ナカミチのCR-40です。テープを痛めることがあるということです。
また、イジェクトボタンに引っ掛かりがあるということでしたが、それは確認できませんでした。
カバーを開けてメカを取り出します。
化粧パネルを取り外します。予想どおり、バックテンションベルトが切れています。これが原因でテープ走行が不安定になっていたようです。
バックテンション用のプーリーと、
左側のリールに溶けたベルトが付着していましたので、除去清掃します。
アイドラーも取り外します。
コントロールモーターユニットを取り外します。
スイッチ接点を磨きます。
コントロールモーターとリールモーターに直接電圧を印加して空転させ、内部接点のリフレッシュを図ります。
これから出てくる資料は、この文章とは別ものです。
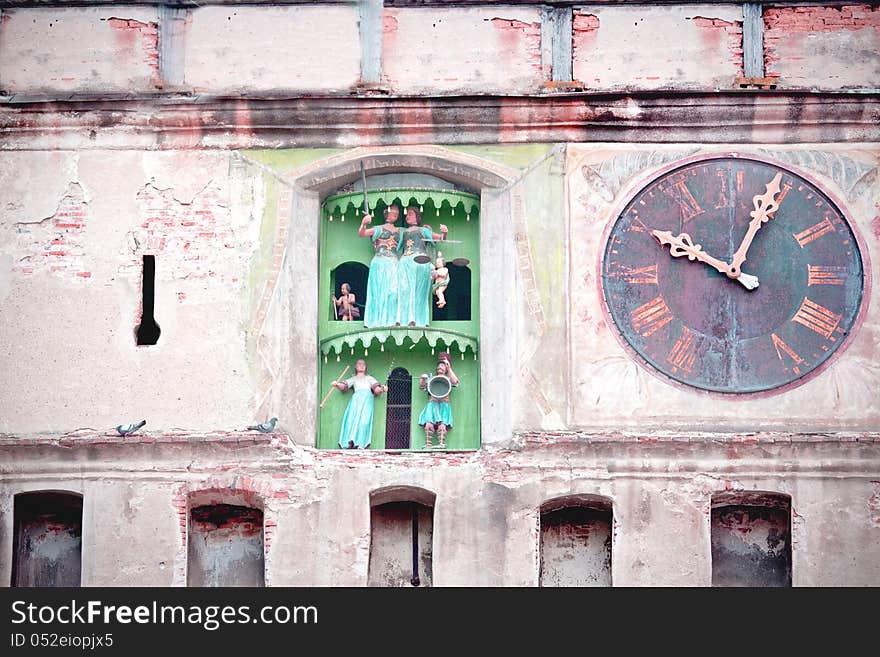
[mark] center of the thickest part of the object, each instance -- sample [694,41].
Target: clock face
[677,300]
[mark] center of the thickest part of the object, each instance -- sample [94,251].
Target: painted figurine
[357,423]
[414,278]
[440,276]
[381,308]
[437,415]
[347,309]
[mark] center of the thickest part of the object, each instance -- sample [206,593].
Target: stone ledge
[310,121]
[89,437]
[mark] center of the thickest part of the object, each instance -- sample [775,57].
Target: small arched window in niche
[225,546]
[355,274]
[575,543]
[457,295]
[751,539]
[399,405]
[47,539]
キャプスタンモーター基板を取り外し、キャプスタンにグリスを処置し、ベルトを交換します。
トレイ開閉検知スイッチの接点を磨きます。
新しいバックテンションベルトを取り付けます。
ヘッド周りを清掃します。
元に戻して動作確認を行います。
315Hzの信号が記録されたテープを再生し、速度を調整します。
再生ヘッドと録音ヘッドのアジマス調整を行います。
キャリブレーション後に録再バランス調整を行います。ナカミチはテープポジションごとに行う必要があります。
録音状況を確認し、修理完了です。